(suite et fin)
Aujourd'hui dernière note de cette petite "suite" pour terminer une première approche du Soi inspirée et "méditée" à partir de la pensée de C. G. Jung. Le Soi sera, bien sur, contemplé à la lumière d'autres éclairages, en particulier alchimiques et iconographiques mais un peu de repos et de réflexion seront nécessaires aux différentes étapes du voyage.
Le Soi junguien n'est pas seulement générateur de représentations de la totalité, comme on a pu le voir à la lecture des deux citations de Jung, il est aussi, peut-être même surtout, une " forme surordonnée qui incarne la totalité humaine ", une unicité qui unit en elle tous les contraires. Cette totalité surordonnée est un ordre au dessus de l'ordre conscient. Un ordre naturel, différent de l'ordre du Moi, caractérisé par une unilatéralité qui est une tendance de l'individu à voir les choses sous un seul angle et à les ramener, chaque fois qu'il le peut, à un seul principe qu'il prend pour l'ordre universel.

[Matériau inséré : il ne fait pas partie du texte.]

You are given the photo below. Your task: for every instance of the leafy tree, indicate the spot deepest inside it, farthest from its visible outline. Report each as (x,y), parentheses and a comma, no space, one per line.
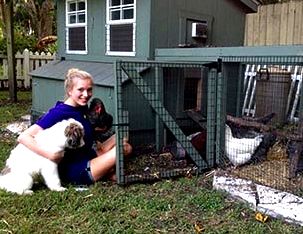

La totalité surordonnée, comme l'appelle Jung, est nécessaire à l'intégration harmonieuse de ce qui apparait absurde au Moi. Cette intégration harmonieuse s'effectue grâce au Soi organisateur qui dirige un processus d'incessante transformation et adaptation. Cette importante fonction du Soi comme lieu d'interaction et d'organisation, est clairement montrée par Jung qui parle de "l' énorme signification du Soi comme ordonnateur et organisateur de la personnalité " C'est aussi le Soi qui, en tant que principale dominante de l'inconscient collectif, oriente l'aspiration du conscient vers la totalité. Jung écrit (p. 53 du T.IV de la Correspondance) :
" Je dirai ici que la résistance de l'âme cesse lorsque nous pouvons renoncer à être centrés sur le Moi, et que le Soi (conscience + inconscient) nous recueille dans sa plus vaste amplitude, où nous sommes alors " entiers " et du fait de notre relative totalité, proches de la Totalité véritable, c'est à dire de la divinité."
La nature du Soi est d'être un lieu où l'opposition des contraires est suspendue et son but de proposer un programme permettant à chaque individu de s'adapter, dans la mesure du possible, aux circonstances. La visée du Soi est la Totalité et le processus qu'il va proposer, en particulier par l'intermédiaire des rêves sera l'individuation.
Il est tout à fait essentiel que la relation entre le Soi et le moi reste harmonieuse. En effet, l'assimilation du Moi par le Soi, ou le fait que le Soi soit assimilé au Moi, conduisent tous deux à un état de déséquilibre et d'inflation. Quand le moi tend à se dissoudre dans l'océan de la totalité où réside le Soi, il perd tous ses repères dans l'espace et le temps, ce qui entraîne une " véritable catastrophe psychique ", aux dires de Jung. Le problème inverse survient quand l'importance accordée à la personnalité individuelle et au monde conscient prend de telles proportions que l'inflation du Moi ne peut être réduite que par une dose raisonnable d'ajouts de rêves, d'imaginations , bref, de contenus de l'inconscient. Dans tous le cas le remède que Jung préconise pour éviter les nombreux dangers d'assimilation (je dirais même de dévoration) est la modestie...
L'expression symbolique du Soi est illimitée, mais on observe certaines fréquences. Il est souvent projeté sur des personnages qui ont de l'autorité et du prestige, ou sur des entités supra individuelles. Dans de nombreuses cultures et mythes, le représentant du Soi revêt l'aspect d'une divinité. Ce fait procure une explication plus valable que l'accusation faite à Jung de " mysticisme " (personnellement ce terme ne me dérange pas, mais cela déplaisait à Jung) au sujet de l'utilisation dans ses écrits de la même symbolique, qu'il fasse allusion au Soi ou à l'image de Dieu. Mais je pense que la relation entre le Soi, l'image de Dieu et la relation " personnelle " de Jung à la divinité restent à clarifier.